Comparison of the maximal binding responses achieved (same bars as for the traces above), and prediction of the non-aggregated and pre-aggregated A-beta1-42 binding response amplitudes based on a molecular weight scaling factor for the A-beta1-11 binding response (grey bars) are shown in FIG. 13.
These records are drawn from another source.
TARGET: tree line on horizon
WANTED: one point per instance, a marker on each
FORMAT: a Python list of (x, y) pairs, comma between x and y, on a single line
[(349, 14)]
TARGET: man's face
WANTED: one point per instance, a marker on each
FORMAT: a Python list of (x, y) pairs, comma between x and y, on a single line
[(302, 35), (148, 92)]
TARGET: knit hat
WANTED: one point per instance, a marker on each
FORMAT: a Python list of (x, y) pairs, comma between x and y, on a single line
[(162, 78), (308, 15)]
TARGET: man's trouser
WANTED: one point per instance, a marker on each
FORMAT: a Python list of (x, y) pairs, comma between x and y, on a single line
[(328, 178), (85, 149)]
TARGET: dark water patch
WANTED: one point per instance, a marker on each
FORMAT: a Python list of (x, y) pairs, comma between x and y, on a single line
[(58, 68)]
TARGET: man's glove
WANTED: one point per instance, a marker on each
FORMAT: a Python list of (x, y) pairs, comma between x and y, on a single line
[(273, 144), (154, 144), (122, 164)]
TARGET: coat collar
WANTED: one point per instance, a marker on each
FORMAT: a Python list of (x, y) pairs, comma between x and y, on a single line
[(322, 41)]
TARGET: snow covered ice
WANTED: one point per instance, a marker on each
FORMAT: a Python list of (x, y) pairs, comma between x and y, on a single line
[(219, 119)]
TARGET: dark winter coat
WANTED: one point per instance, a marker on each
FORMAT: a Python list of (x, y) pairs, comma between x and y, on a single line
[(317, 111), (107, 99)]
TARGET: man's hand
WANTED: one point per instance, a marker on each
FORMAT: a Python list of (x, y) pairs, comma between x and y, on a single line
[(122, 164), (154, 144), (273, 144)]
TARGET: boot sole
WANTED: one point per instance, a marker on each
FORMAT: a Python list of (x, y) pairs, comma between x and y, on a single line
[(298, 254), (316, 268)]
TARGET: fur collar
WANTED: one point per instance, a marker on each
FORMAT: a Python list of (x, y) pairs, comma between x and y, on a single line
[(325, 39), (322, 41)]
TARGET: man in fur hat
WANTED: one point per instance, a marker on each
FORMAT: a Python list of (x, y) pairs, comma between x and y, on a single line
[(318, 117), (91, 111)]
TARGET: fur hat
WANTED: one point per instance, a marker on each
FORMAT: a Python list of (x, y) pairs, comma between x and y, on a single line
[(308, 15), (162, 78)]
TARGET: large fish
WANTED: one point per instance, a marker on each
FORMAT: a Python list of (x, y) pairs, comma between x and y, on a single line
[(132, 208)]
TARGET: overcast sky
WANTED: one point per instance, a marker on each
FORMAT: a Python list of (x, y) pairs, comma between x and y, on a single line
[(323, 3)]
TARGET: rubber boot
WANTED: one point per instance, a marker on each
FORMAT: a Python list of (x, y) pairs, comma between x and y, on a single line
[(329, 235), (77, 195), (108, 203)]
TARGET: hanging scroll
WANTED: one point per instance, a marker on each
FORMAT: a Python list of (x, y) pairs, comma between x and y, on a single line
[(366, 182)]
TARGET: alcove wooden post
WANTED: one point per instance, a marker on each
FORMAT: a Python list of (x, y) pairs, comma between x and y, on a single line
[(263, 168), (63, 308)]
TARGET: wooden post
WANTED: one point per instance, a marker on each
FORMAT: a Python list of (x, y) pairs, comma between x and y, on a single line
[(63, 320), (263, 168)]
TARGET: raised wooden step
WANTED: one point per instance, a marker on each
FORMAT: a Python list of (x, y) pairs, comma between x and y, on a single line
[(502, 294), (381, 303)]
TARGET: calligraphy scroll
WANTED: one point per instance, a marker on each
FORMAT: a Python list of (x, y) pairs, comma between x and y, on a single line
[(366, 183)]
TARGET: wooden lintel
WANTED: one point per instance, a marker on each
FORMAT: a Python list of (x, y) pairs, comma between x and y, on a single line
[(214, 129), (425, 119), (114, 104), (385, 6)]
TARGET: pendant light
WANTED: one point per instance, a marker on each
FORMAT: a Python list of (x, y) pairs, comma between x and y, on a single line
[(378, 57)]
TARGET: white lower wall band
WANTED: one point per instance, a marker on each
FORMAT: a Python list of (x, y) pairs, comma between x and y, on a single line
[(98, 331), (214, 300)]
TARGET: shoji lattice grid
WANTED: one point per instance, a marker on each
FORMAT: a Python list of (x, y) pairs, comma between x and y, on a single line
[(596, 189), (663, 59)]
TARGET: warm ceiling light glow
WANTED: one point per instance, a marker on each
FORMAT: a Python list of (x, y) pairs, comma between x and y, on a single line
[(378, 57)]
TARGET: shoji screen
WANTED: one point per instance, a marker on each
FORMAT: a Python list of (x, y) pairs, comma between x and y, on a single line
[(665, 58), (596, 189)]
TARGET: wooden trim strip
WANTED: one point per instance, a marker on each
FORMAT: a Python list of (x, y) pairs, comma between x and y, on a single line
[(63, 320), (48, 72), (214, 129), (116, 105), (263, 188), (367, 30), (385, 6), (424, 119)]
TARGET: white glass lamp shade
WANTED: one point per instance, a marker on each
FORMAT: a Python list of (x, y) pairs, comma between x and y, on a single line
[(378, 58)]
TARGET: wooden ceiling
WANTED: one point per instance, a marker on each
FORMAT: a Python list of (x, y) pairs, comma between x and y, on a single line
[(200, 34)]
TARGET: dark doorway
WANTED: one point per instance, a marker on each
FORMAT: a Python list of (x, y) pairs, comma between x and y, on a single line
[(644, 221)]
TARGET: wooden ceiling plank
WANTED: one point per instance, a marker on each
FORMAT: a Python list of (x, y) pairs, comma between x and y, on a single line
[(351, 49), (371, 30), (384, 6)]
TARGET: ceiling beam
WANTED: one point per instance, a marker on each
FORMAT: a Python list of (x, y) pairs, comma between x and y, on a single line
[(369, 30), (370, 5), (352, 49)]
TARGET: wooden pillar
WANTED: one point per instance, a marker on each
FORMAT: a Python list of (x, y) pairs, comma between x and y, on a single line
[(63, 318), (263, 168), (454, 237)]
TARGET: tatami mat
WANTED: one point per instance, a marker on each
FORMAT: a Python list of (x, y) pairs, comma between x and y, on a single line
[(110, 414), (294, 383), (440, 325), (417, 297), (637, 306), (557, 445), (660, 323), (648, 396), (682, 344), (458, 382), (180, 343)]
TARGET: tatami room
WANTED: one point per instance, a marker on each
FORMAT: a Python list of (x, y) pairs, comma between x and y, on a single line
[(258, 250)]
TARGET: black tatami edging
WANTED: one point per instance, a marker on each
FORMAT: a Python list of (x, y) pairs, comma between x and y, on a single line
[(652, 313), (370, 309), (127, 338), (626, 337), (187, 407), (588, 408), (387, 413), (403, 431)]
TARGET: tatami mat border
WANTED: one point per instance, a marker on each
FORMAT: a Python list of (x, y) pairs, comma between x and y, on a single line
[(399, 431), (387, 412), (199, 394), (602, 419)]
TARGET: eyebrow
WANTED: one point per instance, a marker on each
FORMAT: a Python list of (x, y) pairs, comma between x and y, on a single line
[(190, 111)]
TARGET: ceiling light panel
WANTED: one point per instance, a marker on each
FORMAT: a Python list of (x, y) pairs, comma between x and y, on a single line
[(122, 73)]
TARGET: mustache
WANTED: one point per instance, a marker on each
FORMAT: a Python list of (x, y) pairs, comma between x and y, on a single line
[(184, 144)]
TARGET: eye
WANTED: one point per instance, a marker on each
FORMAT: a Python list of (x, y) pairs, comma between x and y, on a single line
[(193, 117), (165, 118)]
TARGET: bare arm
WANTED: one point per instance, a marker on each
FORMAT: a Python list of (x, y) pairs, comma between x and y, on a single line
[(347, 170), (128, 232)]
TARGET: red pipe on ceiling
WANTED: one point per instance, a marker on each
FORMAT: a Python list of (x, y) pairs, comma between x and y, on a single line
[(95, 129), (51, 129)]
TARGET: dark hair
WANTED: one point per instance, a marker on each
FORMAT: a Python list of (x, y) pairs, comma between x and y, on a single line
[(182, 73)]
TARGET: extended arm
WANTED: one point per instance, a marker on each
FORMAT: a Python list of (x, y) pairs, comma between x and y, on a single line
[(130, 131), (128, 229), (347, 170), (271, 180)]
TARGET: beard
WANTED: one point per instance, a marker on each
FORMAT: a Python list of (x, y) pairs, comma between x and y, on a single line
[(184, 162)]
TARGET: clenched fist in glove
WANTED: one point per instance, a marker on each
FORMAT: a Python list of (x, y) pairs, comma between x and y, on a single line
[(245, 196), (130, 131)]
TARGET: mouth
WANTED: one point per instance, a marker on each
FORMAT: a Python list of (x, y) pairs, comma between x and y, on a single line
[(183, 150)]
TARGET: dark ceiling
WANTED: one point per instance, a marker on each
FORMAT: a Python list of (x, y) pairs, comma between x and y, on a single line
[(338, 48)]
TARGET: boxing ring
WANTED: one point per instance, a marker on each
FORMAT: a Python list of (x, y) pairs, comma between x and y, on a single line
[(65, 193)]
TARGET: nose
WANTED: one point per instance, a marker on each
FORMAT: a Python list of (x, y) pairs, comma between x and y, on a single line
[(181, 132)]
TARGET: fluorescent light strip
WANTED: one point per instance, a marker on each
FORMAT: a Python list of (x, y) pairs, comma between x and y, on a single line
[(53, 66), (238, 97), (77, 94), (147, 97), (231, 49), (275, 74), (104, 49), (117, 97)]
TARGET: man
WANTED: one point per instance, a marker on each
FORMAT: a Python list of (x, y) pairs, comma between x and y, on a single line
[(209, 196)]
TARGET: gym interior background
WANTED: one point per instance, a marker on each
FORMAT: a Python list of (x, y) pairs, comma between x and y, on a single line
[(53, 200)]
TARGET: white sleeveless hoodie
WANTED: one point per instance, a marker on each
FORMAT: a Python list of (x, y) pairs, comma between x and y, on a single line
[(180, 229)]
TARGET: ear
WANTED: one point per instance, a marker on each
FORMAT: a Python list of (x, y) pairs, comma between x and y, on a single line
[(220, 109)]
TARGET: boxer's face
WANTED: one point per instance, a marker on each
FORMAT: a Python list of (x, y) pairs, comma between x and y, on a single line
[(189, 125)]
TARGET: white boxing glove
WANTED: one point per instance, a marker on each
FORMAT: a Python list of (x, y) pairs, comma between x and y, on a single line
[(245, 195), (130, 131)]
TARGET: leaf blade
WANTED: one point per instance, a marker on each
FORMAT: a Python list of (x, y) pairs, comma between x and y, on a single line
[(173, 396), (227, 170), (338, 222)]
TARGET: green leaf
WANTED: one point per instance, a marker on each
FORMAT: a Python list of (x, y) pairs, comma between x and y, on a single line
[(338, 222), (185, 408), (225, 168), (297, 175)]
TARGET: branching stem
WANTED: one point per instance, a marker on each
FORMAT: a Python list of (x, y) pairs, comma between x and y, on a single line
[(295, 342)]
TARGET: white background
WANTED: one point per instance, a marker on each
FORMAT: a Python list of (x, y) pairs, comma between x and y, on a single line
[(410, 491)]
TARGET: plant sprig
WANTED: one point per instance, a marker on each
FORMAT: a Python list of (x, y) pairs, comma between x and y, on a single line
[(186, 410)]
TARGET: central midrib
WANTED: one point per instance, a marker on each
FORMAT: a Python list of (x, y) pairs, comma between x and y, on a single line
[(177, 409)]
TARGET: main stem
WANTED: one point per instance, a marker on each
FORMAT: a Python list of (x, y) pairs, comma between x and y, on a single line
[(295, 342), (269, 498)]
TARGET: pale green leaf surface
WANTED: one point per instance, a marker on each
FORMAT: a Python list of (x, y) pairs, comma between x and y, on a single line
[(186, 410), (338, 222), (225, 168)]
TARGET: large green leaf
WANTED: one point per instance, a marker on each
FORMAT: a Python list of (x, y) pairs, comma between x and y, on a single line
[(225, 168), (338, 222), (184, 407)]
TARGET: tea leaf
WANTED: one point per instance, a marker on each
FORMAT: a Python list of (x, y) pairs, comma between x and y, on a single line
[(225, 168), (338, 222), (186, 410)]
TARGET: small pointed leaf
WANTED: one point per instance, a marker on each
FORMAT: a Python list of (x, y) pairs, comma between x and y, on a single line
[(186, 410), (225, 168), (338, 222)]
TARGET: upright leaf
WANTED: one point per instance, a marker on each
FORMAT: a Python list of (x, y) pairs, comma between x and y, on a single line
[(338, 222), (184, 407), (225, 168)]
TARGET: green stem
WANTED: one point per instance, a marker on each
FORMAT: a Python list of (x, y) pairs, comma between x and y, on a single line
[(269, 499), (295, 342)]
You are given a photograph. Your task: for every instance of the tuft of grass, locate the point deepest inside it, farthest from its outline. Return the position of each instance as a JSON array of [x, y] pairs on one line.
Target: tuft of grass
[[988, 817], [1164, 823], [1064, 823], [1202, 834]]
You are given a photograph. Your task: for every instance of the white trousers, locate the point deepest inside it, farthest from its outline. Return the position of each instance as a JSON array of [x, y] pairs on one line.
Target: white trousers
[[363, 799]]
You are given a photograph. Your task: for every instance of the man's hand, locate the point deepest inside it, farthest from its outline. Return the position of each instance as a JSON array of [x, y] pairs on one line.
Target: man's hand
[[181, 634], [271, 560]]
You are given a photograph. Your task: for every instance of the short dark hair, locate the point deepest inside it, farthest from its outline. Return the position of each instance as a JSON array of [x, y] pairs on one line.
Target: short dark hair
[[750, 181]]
From the data obtained in these experiments, a plot of ΔR against ΔF was prepared, for the binding of initially aggregated Abeta 1-42, aggregatable Abeta 1-42, and a non-aggregating molecule (Anti-Abeta monoclonal) for comparison, shown in FIG. 14. It is apparent from this figure that binding of the non-aggregating protein results in a substantially linear plot. The initially non-aggregated Abeta 1-42 gives an initially linear plot but with a steeper gradient. As more aggregate forms the plot deviates from linearity. The aggregated Abeta 1-42 plot has the steepest gradient. Both the latter plots are clearly distinguishable from the monoclonal antibody-binding plot. FIG. 15 shows the data presented as a plot of ln (ΔR/ΔF), with clearly distinguishable results for the aggregates and (globular) monoclonal antibody.